David Doubilet has been called the Audubon of the sea, an ordinary photographer who combines an eye for the perfect shot and a little bit of technology to create extraordinary photographs of coral reefs, shipwrecks, sharks, and other inhabitants of the sea, helping us view the oceans in a new way.
He has spent over 26,000 hours in the sea creating a window into the hidden world beneath the surface. He even jokes that he has spent more time in the water during his life than on land.
The most published photographer currently working for National Geographic, Doubilet frequently works with his wife, Jennifer Hayes, an aquatic biologist and globally published photojournalist in her own right.
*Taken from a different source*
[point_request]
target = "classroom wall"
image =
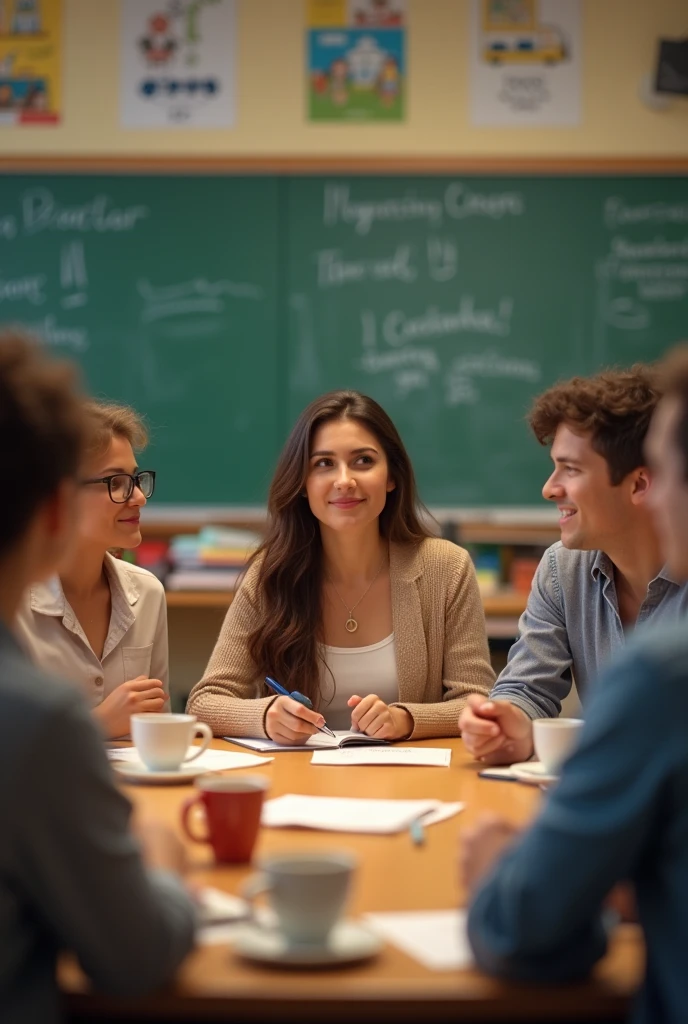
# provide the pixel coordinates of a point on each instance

Together they have photographed in the depths of such places as the southwest Pacific, New Zealand, and Scotland, as well as freshwater ecosystems like Botswana’s Okavango Delta and Canada’s St. Lawrence River.
Doubilet and Hayes appear January 27 at Niswonger Performing Arts Center in Van Wert to lead you on a visual journey of some of their most recent National Geographic assignments, from the tropics to the polar ice, sharing never before seen images from those adventures and providing insight from behind the scenes along the way.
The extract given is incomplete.